Welcome to the community.
Take this with a grain of salt.
I think you should use the Web User Interface to create an “allow” rule. Select source: RED; destination: GREEN or any, Protocol: TCP (or UDP), destination port: 24554, select “ACCEPT”. Save and restart the firewall.
These details will seem gibberish if you never dealt with iptables, which is Linux firewall. I report these details in case you want to have a starting point and maybe someone else might give some other info. We can talk about it more if you need some clarification.
The Web User Interface should create a rule in the INPUT chain of the FILTER table that should jump to the CUSTOMINPUT chain before it goes to LOCATIONBLOCK chain and this way it should allow the traffic to enter. I think this should work, but I am far from an expert. If you can, let us know if you succeed.
If you go in Web User Interface, /FIREWALL/IPTABLES/ the first table shown there is the FILTER table. The drop down menu will show all the chains of that table. In CUSTOMINPUT you should see the rule I suggested (after you create it) and the log of how many packets have transversed it. You can also see the LOCATIONBLOCK chain as well. Give it a try, after a while it starts to make sense
Read this.
Location block is first
So creating location groups is the easiest way.
And not use location block
Thank you. I have forgotten that.
Now I get it. If I check the order of chains in the filter table, LOCATIONBLOCK comes after CUSTOMINPUT, which I assumed it was the chain where the rule OP wanted to create would end up (wrong!). Well, it turns out that such a rule ends up in INPUTFW and FORWARDFW which are way below LOCATIONBLOCK.
Shaun, thank you for this info. I’m reading up on it and will give it a try. Really appreciate the help!
cfusco, thank you for your reply. As I’m reading things, it appears the Location Block will still “override” an entry of this type. Going to give the Location Groups thing a try. Appreciate the help!
Shaun, just as a sanity check to make sure I’m understanding this… does the below sound correct to you? Seems like it will work the way I want it to, just checking…
- Turn off Location Block
- Create a Location Group of countries I wish to block, with a source of Any and a destination of Green.
- Create a rule to pass my desired port (24554) from source of Any to my specific green host/port.
- Make sure the above rule for port 24554 is listed FIRST in my rules list.

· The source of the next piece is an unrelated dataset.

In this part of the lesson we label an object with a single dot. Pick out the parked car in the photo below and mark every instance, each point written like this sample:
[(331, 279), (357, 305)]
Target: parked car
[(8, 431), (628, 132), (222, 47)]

- Make another rule to DROP all from source Location Group (step 2) to destination Green, and have this as the second listed rule.
- Add any other rules for specific ports/port forwarding as needed, below the above two rules.
My understanding is that the first rule will allow anyone/anywhere to access my Green host on port 24554, and the second rule will stop all other access from designated (Location Group) countries. Then the remaining rules will allow access to other ports, but only from unblocked countries. Seem right? Thank you.
not @hvacguy however to me what you posted looks exactly right.